Closed timothymillar closed 4 years ago
There appears to be 2 ways to interpret an error rate e for a SNP call
In the case of an enforced bi-allelic SNP (i.e. a constraint that the allele call must be one of two possibilities) there are two ways to generalize the above calculations such that the probabilities still sum to 1:
a. Use a = 2 b. Calculate as though all 4 alleles are possible then remove non-allowed alleles and normalize the result
For example in in a unconstrained SNP with a reference call and e = 0.3 then the possible encodings are:
[0.7, 0.1, 0.1, 0.1]
[0.775, 0.075, 0.075, 0.075]
If we add the constrain that the allele is bi-allelic then the possible (normalized) encodings are:
[0.7, 0.3]
[0.875, 0.125]
(= [0.7, 0.1] / 0.8
)[0.85, 0.15]
(= [0.7, 0.0] + 0.3/2
)[0.91176..., 0.0882...]
If a non-allowed call has been made then the allele is encoded as a gap -
.
In practice the error rates are much smaller than 0.3 so the difference will be much smaller.
Currently we are using option 1a. Interpretation 1 of error rate appears to be more common and is probably the most intuitive. Option 1a for constrained situations seems incorrect as it only increases the probability of the alt allele. Option 1b seems more appropriate but raises the question of is normalization necessary here?
If encoding MNPs #51 then non-normalized distributions arise due to reads with only partial coverage of the MNP.
Function for 2a if needed
def as_probabilistic(array, n_alleles, p=1.0, dtype=np.float):
# check inputs
array = np.array(array, copy=False)
n_alleles = np.array(n_alleles, copy=False)
p = np.array(p, copy=False)
# special case for zero-length reads
if array.shape[-1] == 0:
return np.empty(array.shape + (0,), dtype=dtype)
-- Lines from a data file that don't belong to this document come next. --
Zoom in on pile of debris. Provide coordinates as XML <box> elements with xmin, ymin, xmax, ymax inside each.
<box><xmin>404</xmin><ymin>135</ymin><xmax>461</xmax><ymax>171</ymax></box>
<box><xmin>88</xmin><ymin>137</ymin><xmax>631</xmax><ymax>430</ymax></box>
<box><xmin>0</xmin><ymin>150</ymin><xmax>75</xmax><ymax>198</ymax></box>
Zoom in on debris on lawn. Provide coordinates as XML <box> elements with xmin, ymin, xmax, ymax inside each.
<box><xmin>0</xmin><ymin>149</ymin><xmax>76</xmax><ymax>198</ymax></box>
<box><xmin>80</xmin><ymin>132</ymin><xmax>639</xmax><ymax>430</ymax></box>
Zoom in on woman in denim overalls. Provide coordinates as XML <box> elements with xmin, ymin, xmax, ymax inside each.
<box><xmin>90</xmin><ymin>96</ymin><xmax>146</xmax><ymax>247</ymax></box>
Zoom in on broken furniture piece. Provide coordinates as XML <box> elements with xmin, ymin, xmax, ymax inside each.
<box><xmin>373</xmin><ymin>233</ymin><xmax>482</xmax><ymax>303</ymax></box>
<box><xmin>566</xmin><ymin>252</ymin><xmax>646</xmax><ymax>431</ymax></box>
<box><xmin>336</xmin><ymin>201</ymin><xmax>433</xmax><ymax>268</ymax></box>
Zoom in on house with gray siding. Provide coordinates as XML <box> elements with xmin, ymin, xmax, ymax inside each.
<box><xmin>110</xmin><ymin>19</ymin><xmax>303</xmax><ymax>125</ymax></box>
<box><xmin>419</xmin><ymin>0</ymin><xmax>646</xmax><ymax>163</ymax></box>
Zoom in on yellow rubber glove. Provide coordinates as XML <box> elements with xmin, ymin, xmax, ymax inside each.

max_allele = np.max(n_alleles)
n_alleles = n_alleles[..., None]
# onehot encoding of alleles
new = (array[..., None] == np.arange(0, max_allele)).astype(np.float)
# probability that call is correct
new *= p[..., None]
# even probability if incorrect call
new += (1 - np.expand_dims(p, -1)) / n_alleles
# fill gaps with nans
new[array < 0] = np.nan
# fill non-alleles
new[..., n_alleles <= np.arange(max_allele)] = 0
return new
Function for 1b
def as_probabilistic(array, n_alleles, p=1.0, error_factor=3, dtype=np.float):
array = np.array(array, copy=False)
n_alleles = np.array(n_alleles, copy=False)
error_factor = np.array(error_factor, copy=False)
p = np.array(p, copy=False)
# special case for zero-length reads
if array.shape[-1] == 0:
return np.empty(array.shape + (0,), dtype=dtype)
vector_length = np.max(n_alleles)
# onehot encoding of alleles
onehot = array[..., None] == np.arange(vector_length)
# basic probs
new = ((1 - p) / error_factor)[..., None] * ~onehot
calls = p[..., None] * onehot
new[onehot] = calls[onehot]
# zero out non-alleles
new[..., n_alleles[..., None] <= np.arange(vector_length)] = 0
# normalize
new /= np.nansum(new, axis=-1, keepdims=True)
# nan fill gaps and re-zero
new[array < 0] = np.nan
new[..., n_alleles[..., None] <= np.arange(vector_length)] = 0
return new
Decided on option 1b as this seems to be the best combination of intuitive and correctly interpreting error probability in a base call of a read.
This is not perfect because the bi/tri-allelic constraint implies additional prior knowledge that not all other alleles are equally likely but it seems to be the most sensible/conservative solution that doesn't require per-SNP input from the user.
Done in #57
If we remove some of the options (bi/tri-allelic constraint) then the probabilities of remaining options should be scaled proportionally such that they sum to 1
On second thought this is true in the general case for encoding a generic probability distribution but here we are technically just encoding the probability of identity between reads and haplotypes. This is only used in the context of the likelihood function P(reads | haplotypes) and hence the haplotypes are treated as constants. Any bi/tri-allelic constraints are applied to the haplotypes via the proposal distribution.
The likelihood function is asking "what is is the probability of this read coming from this genotype?" in which case the read can encode all possible alleles, not just those that the haplotypes are limited to. This means that a non-allowed variant call in a read could be encoded as e / a for all allowed alleles.
Done in #59
It also looks like this is a generalized equivalent to ANDSG and GATK
Currently the error prob is being treated as "probability that the true allele it is not the called allele". The alternate interpretation is "Probability that call is meaningless" in which case some portion of that probability should be assigned to the called allele i.e. the calling went wrong but happened to result in a correct call.
This difference has a negligible affect on haplotype calls but has technical implementations when incorporating MNPs #51.